Design considerations:
- Deploy regional stacks (US, EU, APAC) with tenant routing
- Route EU tenants exclusively to EU-hosted LLM endpoints (Azure EU regions, not US endpoints)
- Encrypt tenant data at rest and in transit with tenant-managed keys (BYOK) for high-compliance tenants
- Audit log every LLM request and retrieved document for compliance reporting
5. Cross-Tenant Leakage Risks
Specific to LLM/RAG systems:
- Prompt cache sharing: if two tenants share an LLM inference node, prompt caches could leak.
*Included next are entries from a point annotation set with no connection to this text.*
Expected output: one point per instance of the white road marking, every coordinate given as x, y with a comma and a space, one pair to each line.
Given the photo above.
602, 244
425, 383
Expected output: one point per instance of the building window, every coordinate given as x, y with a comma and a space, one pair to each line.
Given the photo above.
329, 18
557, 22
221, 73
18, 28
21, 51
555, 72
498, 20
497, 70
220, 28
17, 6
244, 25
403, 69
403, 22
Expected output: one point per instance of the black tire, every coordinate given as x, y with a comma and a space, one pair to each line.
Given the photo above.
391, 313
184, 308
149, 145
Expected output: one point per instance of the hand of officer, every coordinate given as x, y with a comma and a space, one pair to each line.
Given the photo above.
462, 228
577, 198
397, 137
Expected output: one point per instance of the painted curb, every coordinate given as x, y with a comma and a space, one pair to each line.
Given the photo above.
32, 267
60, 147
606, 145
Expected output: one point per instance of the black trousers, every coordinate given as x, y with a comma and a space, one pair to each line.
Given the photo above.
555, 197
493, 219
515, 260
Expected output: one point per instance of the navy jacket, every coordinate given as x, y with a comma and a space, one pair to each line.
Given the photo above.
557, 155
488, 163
Use separate inference endpoints or disable cross-request prompt sharing.
- Embedding space proximity: documents from different tenants could be near each other in embedding space. A missing tenant filter would retrieve the wrong tenant's documents. This is the most common production bug.
- LLM fine-tuned on shared data: if you fine-tune on multi-tenant data, model weights can memorize specific tenant content. Always fine-tune on per-tenant datasets or anonymized aggregates.
6. Cost Attribution and Quotas
- Tag every LLM request with
tenant_id— enables cost reporting per tenant - Enforce per-tenant token quotas (monthly budget caps)
- Rate limit at the API gateway level per tenant key
- Expose usage dashboards in the tenant admin portal
API Gateway → authenticate → extract tenant_id
→ check quota (Redis counter) → reject if exceeded
→ forward request with tenant_id header
→ log tokens consumed → decrement quota
Common Follow-ups
-
"How would you handle a tenant that wants to bring their own LLM (e.g., a fine-tuned Llama)?" Abstract the LLM layer behind an interface; route per-tenant to different model endpoints. Store endpoint configuration per tenant. The retrieval, RBAC, and context-assembly layers remain shared.
-
"What's your strategy for onboarding a new enterprise tenant?" Provision a namespace/collection in the vector DB, configure RBAC policies from their identity provider (SAML/OIDC), ingest their documents through the standard pipeline with tenant tagging, run a smoke test with retrieval quality checks, and set up their quota and billing.
-
"How do you test that RBAC is actually working?" Write integration tests that: (a) create two tenants with overlapping document content, (b) query as tenant A and assert no tenant B documents appear, (c) test cross-role queries within a tenant. Run these in CI on every deployment.